Saturday, June 3, 2006
MICHAEL CHERTOFF took control of the Department of Homeland Security calling for a more rational, risk-based allotment of federal resources to prepare for and combat the threat of terrorist attacks. So where is the rationality, and what is the risk, that would justify increasing homeland security grants to Charlotte, Omaha, Milwaukee and Tampa and cutting those to New York and Washington?
Unfortunately, Mr. Chertoff and his team aren't offering satisfying explanations for those funding decisions, which were determined according to a formula -- ostensibly risk-based -- whose details are secret. If there is a sound reason why Louisville's grant has jumped by 70 percent while the Washington area's and New York's have plummeted by 40 percent, we haven't heard it. If there is any sense to rating the risk of catastrophe in Washington in the bottom 25 percent of the nation's cities, while rating the Washington metropolitan area in the top 25 percent, we haven't heard that, either.
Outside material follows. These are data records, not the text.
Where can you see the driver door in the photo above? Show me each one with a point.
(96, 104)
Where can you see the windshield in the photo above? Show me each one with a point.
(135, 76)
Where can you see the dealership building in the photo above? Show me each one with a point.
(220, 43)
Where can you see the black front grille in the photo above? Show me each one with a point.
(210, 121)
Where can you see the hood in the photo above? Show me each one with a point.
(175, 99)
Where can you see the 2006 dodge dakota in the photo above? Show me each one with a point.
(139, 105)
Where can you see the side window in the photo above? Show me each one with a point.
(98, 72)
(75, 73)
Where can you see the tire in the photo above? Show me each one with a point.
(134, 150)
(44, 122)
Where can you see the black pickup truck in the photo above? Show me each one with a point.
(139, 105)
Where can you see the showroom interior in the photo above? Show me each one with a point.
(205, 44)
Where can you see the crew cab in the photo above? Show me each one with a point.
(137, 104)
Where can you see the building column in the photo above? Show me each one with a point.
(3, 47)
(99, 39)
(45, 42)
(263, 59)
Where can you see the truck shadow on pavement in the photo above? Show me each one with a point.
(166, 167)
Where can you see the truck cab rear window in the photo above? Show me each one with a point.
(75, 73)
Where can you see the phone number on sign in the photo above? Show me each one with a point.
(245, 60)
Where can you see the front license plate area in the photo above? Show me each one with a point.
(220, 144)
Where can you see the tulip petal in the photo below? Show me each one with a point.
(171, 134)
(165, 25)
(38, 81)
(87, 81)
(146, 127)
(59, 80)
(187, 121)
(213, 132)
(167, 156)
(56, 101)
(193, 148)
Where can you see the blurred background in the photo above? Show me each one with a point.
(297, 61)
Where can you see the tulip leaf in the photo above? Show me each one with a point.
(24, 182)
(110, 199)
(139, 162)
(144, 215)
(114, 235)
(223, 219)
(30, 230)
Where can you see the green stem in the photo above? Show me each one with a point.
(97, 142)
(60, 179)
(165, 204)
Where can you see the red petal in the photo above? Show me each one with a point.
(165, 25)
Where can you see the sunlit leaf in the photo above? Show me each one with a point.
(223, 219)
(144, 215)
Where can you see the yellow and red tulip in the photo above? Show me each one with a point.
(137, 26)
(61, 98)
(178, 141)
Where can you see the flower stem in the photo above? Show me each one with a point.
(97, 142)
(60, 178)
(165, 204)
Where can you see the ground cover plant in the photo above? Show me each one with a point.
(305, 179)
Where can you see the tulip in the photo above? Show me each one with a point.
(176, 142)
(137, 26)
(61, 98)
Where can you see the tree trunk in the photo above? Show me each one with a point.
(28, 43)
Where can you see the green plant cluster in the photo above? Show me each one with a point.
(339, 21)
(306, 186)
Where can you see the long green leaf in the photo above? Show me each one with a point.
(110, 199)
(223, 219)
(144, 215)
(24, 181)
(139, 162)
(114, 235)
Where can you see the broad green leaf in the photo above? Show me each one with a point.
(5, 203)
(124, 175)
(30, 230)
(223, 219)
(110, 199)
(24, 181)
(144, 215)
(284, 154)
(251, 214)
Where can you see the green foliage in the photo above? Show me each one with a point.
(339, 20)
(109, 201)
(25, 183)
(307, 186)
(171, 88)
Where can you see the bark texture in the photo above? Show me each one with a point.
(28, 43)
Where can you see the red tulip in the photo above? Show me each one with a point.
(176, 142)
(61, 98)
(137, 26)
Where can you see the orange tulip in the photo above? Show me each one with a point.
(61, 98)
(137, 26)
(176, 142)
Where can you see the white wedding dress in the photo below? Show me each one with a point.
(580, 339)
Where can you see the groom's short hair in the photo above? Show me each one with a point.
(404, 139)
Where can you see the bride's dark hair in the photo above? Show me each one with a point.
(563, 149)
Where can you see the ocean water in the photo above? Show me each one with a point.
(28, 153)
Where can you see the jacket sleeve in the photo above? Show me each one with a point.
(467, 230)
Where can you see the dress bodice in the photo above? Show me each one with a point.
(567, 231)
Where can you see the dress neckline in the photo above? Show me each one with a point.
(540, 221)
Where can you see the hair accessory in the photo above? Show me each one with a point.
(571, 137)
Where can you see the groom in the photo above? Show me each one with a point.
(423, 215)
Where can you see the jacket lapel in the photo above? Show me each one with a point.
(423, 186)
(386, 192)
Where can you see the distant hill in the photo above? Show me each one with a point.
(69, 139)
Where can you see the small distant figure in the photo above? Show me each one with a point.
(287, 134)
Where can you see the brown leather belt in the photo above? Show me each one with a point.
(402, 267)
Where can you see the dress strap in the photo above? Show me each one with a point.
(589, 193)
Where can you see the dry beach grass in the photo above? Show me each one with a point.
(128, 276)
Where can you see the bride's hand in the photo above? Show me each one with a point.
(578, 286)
The temptingly cynical interpretation is that the changes in 2006 funding are all about pork-barrel spending, but that's probably wrong. Texas is about as red as states get, but homeland security grants to Houston, Dallas and San Antonio have been slashed, in some cases severely, and they are among the nation's 10 most populous cities. Nonetheless, the procedure by which funding was determined -- 17 "peer review panels" composed of representatives from 48 states and two U.S. territories reviewed grant applications -- seems to have ensured that political balance trumped a cool-headed assessment of real risk. That is exactly the problem that Mr. Chertoff correctly identified when he entered office and promised to address.
We take Mr. Chertoff's point that New York has been showered with federal homeland security dollars since Sept. 11, 2001 -- $528 million at last count -- and that has built a lot of security infrastructure there. Ditto Washington, which has received more than $227 million. It is also true that nearly half the Urban Areas Security Initiative grants for 2006 will go to just five metropolitan areas -- New York, Los Angeles, Washington, Chicago and San Francisco -- while the increases for smaller cities are relatively small in dollar terms.
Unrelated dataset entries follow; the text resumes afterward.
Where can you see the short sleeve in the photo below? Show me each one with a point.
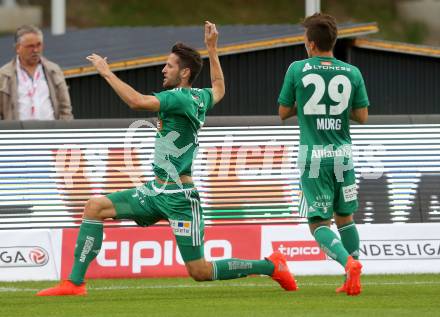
(287, 94)
(207, 97)
(169, 102)
(360, 97)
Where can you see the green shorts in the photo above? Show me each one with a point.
(324, 195)
(151, 202)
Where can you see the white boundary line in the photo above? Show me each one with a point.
(219, 285)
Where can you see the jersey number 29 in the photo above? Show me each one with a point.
(313, 107)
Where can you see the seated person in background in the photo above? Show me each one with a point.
(31, 87)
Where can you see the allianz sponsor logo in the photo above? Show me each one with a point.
(328, 152)
(24, 256)
(424, 249)
(308, 67)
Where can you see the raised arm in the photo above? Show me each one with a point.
(287, 112)
(359, 115)
(217, 79)
(130, 96)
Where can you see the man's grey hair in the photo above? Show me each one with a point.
(26, 29)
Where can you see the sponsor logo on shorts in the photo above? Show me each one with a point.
(322, 203)
(349, 192)
(181, 228)
(23, 256)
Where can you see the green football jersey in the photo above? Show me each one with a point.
(181, 115)
(325, 90)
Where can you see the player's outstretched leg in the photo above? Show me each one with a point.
(274, 266)
(64, 288)
(88, 245)
(353, 269)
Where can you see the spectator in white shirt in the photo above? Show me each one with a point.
(32, 87)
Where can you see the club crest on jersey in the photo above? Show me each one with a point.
(307, 67)
(326, 63)
(181, 228)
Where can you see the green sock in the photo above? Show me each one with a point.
(235, 268)
(331, 244)
(87, 248)
(350, 239)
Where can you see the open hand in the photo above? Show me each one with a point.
(211, 35)
(99, 63)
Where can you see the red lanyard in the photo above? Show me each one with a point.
(31, 91)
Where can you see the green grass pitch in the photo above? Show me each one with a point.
(383, 295)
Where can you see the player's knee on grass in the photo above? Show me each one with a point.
(316, 222)
(199, 270)
(93, 209)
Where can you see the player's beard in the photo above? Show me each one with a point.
(172, 84)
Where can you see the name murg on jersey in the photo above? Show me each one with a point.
(328, 124)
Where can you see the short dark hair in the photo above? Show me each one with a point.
(322, 29)
(188, 58)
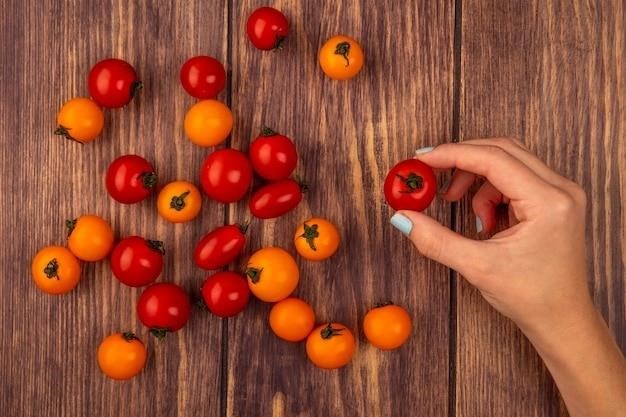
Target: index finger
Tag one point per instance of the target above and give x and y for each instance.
(507, 173)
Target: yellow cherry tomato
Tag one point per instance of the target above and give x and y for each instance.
(90, 237)
(80, 119)
(55, 270)
(316, 239)
(272, 274)
(341, 57)
(387, 327)
(208, 123)
(121, 355)
(179, 202)
(292, 319)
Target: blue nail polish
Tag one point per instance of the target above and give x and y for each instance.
(479, 225)
(402, 223)
(424, 150)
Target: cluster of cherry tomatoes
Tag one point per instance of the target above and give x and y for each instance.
(226, 176)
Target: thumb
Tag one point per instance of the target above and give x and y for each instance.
(439, 243)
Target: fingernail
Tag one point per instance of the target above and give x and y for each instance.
(479, 225)
(402, 223)
(424, 150)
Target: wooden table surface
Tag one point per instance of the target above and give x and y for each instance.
(551, 73)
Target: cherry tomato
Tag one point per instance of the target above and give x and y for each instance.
(179, 202)
(267, 28)
(130, 179)
(90, 238)
(292, 319)
(113, 83)
(163, 307)
(276, 198)
(121, 355)
(341, 57)
(410, 185)
(55, 270)
(387, 327)
(273, 156)
(80, 119)
(220, 247)
(226, 175)
(203, 77)
(330, 346)
(136, 261)
(225, 293)
(316, 239)
(272, 274)
(208, 123)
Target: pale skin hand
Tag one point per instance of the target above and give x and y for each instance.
(533, 272)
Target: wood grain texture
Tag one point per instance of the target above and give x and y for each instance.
(552, 74)
(48, 364)
(348, 135)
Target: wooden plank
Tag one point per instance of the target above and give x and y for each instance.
(48, 365)
(348, 135)
(551, 73)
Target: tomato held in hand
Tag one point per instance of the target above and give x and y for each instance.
(121, 355)
(208, 123)
(341, 57)
(387, 327)
(226, 175)
(276, 198)
(225, 293)
(272, 274)
(203, 77)
(220, 247)
(113, 83)
(273, 156)
(130, 179)
(316, 239)
(330, 346)
(90, 238)
(55, 270)
(80, 119)
(292, 319)
(410, 185)
(163, 307)
(267, 28)
(136, 261)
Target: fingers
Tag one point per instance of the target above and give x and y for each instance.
(507, 173)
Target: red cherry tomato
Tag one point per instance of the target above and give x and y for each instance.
(410, 185)
(220, 247)
(273, 156)
(276, 198)
(267, 28)
(130, 179)
(203, 77)
(136, 261)
(226, 175)
(113, 83)
(163, 307)
(225, 293)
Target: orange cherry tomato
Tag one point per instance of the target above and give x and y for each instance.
(208, 123)
(272, 274)
(121, 355)
(80, 119)
(330, 346)
(316, 239)
(89, 237)
(292, 319)
(387, 327)
(179, 202)
(55, 270)
(341, 57)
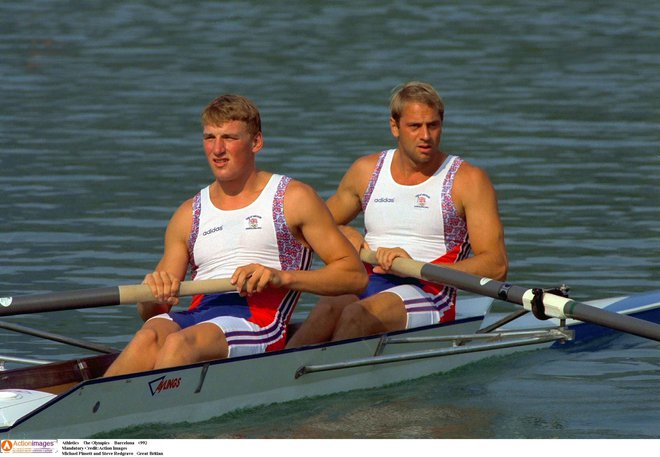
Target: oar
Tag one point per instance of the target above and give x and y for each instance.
(542, 304)
(103, 296)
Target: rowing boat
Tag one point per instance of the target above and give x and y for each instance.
(70, 399)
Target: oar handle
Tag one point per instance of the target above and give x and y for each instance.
(104, 296)
(142, 292)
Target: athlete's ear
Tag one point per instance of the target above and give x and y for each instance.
(257, 142)
(394, 128)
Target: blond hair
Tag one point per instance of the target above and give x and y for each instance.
(230, 107)
(415, 92)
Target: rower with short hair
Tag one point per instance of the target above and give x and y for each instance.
(254, 226)
(418, 202)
But it remains the case, so far as intelligence experts can determine, that al-Qaeda is intent on carrying out massive, showy, extravagantly lethal attacks of the sort that are possible in Washington, New York and just a handful of other American cities. And in those cities, there are clearly unmet needs; for instance, the District remains without hospital emergency capacity adequate to deal with a major terrorist attack. It seems folly, therefore, to suppose that efforts to safeguard New York and Washington can be eased while attention is turned to a dozen mid-sized cities, let alone to 270,000 potentially vulnerable bits and pieces of officially designated critical infrastructure spread across the nation.
Virginia's Rep. Thomas M. Davis III is preparing to hold hearings to address the funding decisions. Those should provide a forum for Mr. Chertoff and his aides to explain fully what at first glance seems inexplicable.